Por Eduardo Wolfson
Caminaban alrededor de la plaza, como la mayoría de los enamorados lo
hacía habitualmente en los atardeceres pueblerinos. Ellos daban cuatro vueltas
exactas. Como otros, ocupaban algún banco debajo de un árbol frondoso, a
diferencia de los otros, era siempre el mismo banco. Se contemplaban durante
quince minutos, ni uno más ni uno menos. Benito, consensuó con Norma, que ese
era el tiempo socialmente necesario para experimentar el placer que
proporcionaba el amor, sin ejercerlo. Los otros aguardaban la sombra protectora
de la noche, para que sus manos inquietas, puedan hurgar con cierta
tranquilidad debajo de los vestidos, dentro de las braguetas, y adquirir un adelanto
de esas formas impactantes productoras de taquicardia y ansiedad, con la esperanza,
que aquel conocimiento táctil concluyera alguna vez con luz. Benito y Norma, en cambio, se
despedían en la entrada de la casa de la novia, con un beso en la frente por
parte de él y un suspiro de ella, en el cual esfumaba siempre la misma frase: “he pasado una tarde maravillosa”.

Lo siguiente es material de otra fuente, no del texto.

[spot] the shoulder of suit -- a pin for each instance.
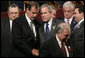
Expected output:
(20, 18)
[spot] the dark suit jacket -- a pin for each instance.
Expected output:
(77, 41)
(51, 48)
(23, 38)
(73, 23)
(42, 34)
(6, 37)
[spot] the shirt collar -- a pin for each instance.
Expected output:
(70, 20)
(28, 19)
(59, 42)
(81, 21)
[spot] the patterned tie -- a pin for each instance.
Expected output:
(68, 21)
(63, 49)
(31, 25)
(47, 31)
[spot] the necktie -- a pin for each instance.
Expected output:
(63, 49)
(68, 21)
(47, 31)
(31, 25)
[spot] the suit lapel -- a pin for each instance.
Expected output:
(26, 25)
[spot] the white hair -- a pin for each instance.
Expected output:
(63, 26)
(48, 6)
(69, 4)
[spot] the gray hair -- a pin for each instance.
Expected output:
(48, 6)
(53, 7)
(62, 26)
(69, 4)
(13, 6)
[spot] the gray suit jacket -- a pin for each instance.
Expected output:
(42, 34)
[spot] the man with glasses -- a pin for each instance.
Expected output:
(68, 8)
(56, 46)
(6, 29)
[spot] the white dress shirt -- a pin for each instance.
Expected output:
(70, 20)
(29, 20)
(59, 42)
(10, 24)
(49, 25)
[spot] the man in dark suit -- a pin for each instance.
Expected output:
(25, 33)
(77, 35)
(68, 8)
(47, 18)
(53, 47)
(6, 29)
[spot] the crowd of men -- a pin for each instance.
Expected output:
(26, 36)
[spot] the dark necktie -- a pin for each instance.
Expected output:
(47, 31)
(68, 21)
(63, 49)
(31, 25)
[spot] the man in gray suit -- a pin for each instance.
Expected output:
(6, 30)
(77, 36)
(48, 24)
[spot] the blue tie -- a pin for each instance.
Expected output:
(47, 31)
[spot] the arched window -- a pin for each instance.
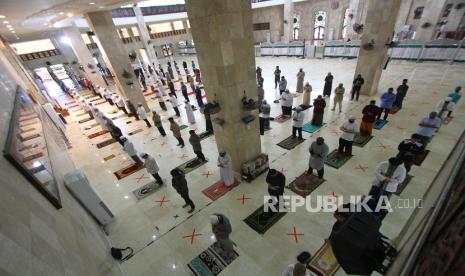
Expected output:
(320, 22)
(296, 27)
(345, 23)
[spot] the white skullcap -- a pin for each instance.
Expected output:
(214, 219)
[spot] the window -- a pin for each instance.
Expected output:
(135, 31)
(161, 27)
(33, 46)
(261, 26)
(178, 25)
(345, 23)
(86, 38)
(320, 22)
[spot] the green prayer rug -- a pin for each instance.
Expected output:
(361, 140)
(261, 221)
(336, 159)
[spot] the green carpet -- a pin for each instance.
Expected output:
(261, 221)
(336, 159)
(361, 140)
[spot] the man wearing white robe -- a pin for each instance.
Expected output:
(225, 164)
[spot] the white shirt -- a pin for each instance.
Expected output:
(397, 177)
(142, 113)
(287, 99)
(349, 136)
(298, 119)
(129, 148)
(173, 101)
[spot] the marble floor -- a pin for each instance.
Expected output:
(156, 230)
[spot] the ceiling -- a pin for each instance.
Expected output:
(28, 16)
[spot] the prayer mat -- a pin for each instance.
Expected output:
(290, 142)
(336, 159)
(379, 124)
(210, 262)
(106, 143)
(93, 135)
(145, 191)
(191, 165)
(447, 120)
(27, 138)
(119, 116)
(218, 189)
(205, 135)
(420, 158)
(281, 118)
(85, 120)
(109, 157)
(308, 127)
(404, 184)
(261, 221)
(80, 114)
(135, 132)
(361, 140)
(32, 157)
(305, 184)
(92, 126)
(324, 262)
(122, 173)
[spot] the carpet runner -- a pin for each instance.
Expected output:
(336, 159)
(290, 142)
(305, 184)
(218, 189)
(210, 262)
(261, 221)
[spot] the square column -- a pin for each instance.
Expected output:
(115, 55)
(222, 31)
(379, 28)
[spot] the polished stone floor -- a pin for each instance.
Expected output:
(156, 230)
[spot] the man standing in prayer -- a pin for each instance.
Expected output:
(174, 103)
(427, 126)
(152, 167)
(225, 164)
(221, 228)
(174, 127)
(328, 85)
(297, 122)
(356, 86)
(387, 100)
(143, 114)
(180, 185)
(132, 109)
(300, 81)
(194, 140)
(277, 76)
(369, 117)
(409, 149)
(338, 97)
(318, 152)
(319, 105)
(307, 95)
(286, 105)
(444, 107)
(131, 150)
(348, 128)
(282, 85)
(401, 93)
(265, 110)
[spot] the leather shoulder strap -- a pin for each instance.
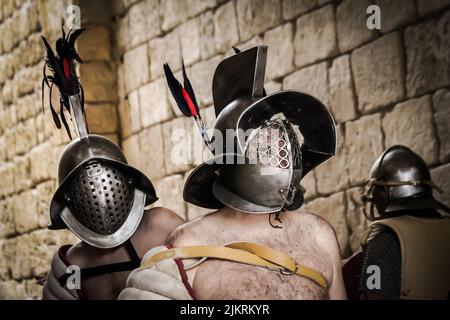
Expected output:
(243, 252)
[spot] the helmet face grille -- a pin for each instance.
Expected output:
(100, 197)
(268, 145)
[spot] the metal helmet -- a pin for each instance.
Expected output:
(276, 140)
(400, 181)
(100, 197)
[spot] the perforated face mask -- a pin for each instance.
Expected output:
(100, 197)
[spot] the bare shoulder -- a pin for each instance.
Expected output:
(322, 230)
(78, 254)
(161, 218)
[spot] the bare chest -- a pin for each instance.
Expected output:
(216, 279)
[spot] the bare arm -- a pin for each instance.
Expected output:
(155, 228)
(329, 243)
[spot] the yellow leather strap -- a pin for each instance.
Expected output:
(243, 252)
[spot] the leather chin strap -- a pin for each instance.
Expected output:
(243, 252)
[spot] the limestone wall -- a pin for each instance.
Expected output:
(384, 87)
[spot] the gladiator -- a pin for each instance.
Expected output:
(257, 243)
(100, 197)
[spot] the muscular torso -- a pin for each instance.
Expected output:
(153, 231)
(216, 279)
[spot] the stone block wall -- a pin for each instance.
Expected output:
(30, 144)
(384, 87)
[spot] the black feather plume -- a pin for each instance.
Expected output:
(188, 87)
(176, 90)
(62, 69)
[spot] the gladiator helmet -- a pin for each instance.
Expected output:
(263, 145)
(400, 182)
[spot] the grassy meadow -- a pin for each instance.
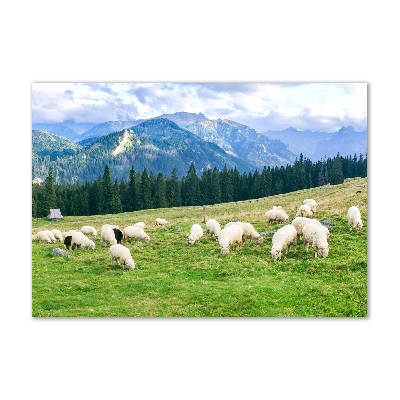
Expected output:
(172, 279)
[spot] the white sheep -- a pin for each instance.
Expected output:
(304, 211)
(316, 236)
(282, 239)
(300, 222)
(276, 214)
(213, 227)
(248, 231)
(43, 237)
(69, 233)
(57, 234)
(312, 203)
(50, 234)
(89, 230)
(161, 222)
(354, 218)
(108, 236)
(121, 253)
(196, 233)
(109, 226)
(135, 232)
(229, 235)
(80, 240)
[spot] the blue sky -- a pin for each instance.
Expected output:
(315, 106)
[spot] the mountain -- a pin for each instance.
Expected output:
(316, 145)
(243, 142)
(184, 119)
(159, 145)
(104, 129)
(45, 144)
(59, 129)
(346, 141)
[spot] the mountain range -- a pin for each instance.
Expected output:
(171, 141)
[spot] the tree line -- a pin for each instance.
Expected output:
(144, 190)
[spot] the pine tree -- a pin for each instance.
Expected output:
(145, 194)
(50, 198)
(191, 187)
(106, 192)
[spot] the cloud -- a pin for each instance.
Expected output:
(316, 106)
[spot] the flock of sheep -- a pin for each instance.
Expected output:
(303, 227)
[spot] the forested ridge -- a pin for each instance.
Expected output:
(144, 190)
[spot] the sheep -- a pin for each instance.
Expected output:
(109, 226)
(136, 232)
(89, 230)
(316, 236)
(354, 218)
(118, 234)
(67, 241)
(57, 234)
(300, 222)
(69, 233)
(43, 237)
(248, 230)
(50, 234)
(304, 211)
(161, 222)
(79, 240)
(276, 215)
(229, 235)
(108, 236)
(120, 252)
(213, 227)
(282, 239)
(196, 233)
(312, 203)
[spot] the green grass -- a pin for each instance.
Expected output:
(172, 279)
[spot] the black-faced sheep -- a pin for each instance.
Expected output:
(354, 218)
(316, 236)
(282, 239)
(121, 253)
(229, 235)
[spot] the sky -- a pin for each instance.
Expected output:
(323, 106)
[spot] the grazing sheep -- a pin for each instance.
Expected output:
(121, 253)
(304, 211)
(67, 241)
(248, 230)
(50, 234)
(213, 227)
(161, 222)
(229, 235)
(118, 234)
(300, 222)
(316, 236)
(69, 233)
(57, 234)
(43, 237)
(312, 203)
(135, 232)
(89, 230)
(108, 236)
(282, 239)
(354, 218)
(196, 233)
(79, 240)
(276, 214)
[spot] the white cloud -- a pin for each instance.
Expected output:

Benito estudiaba geografía. Algunos intuían que su elección, respondía a
que era la forma de conocer el mundo, sin moverse de su sitio. Pero él, no se
cansaba de repetir que su compromiso era el fruto de su atracción por la
regularidad contenida en los mapas de isobaras e isotermas.
Norma, asintió ser novia de Benito un sábado de invierno después del
pedido formal. Ambos ocupaban la mesa de una confitería desolada, cuando a las
15 hs. tuvo lugar la declaración. En ese mismo acto, Benito entregó a Norma el
duplicado de un escrito con los compromisos que a partir de aquella fecha
contraían. En la primera acción, rozaron las palmas de sus manos. A la futura
esposa, según sus biógrafos, se le ruborizó las mejillas, en cambio, Benito se
vio impedido de dibujar la sonrisa muchas veces ensayada para ese momento,
debido a su estreñimiento pertinaz, que si bien era una molestia constante, en
las horas álgidas se tornaba insoportable. Presa de un temperamento irreparable,
para explicar su actitud incierta, solo atinó a señalar a su compañera el
cuarto ítem del capítulo, titulado: “Virtudes y defectos del futuro cónyuge”.
Norma asombrada, observó el rostro crispado de Benito, sus dientes apretados,
la piel más amarilla que de costumbre resaltando la transparencia en sus
pómulos y escondiendo sus pupilas negras en fosas sin párpados. Bajó la vista y
leyó en voz alta: “Benito Casafuentes
Terrada, declara que es un hombre saludable y viril. Pero que a pesar de dichas
cualidades no puede superar una constipación que acarrea desde los días de su
infancia, provocándole un humor estructuralmente desagradable, siempre en algún
momento del día”.
La palidez de Norma ocultó su turbación. Pensó que aquel hombre que
sería su esposo, creería que su mudez reflejaba la expresión de su desazón.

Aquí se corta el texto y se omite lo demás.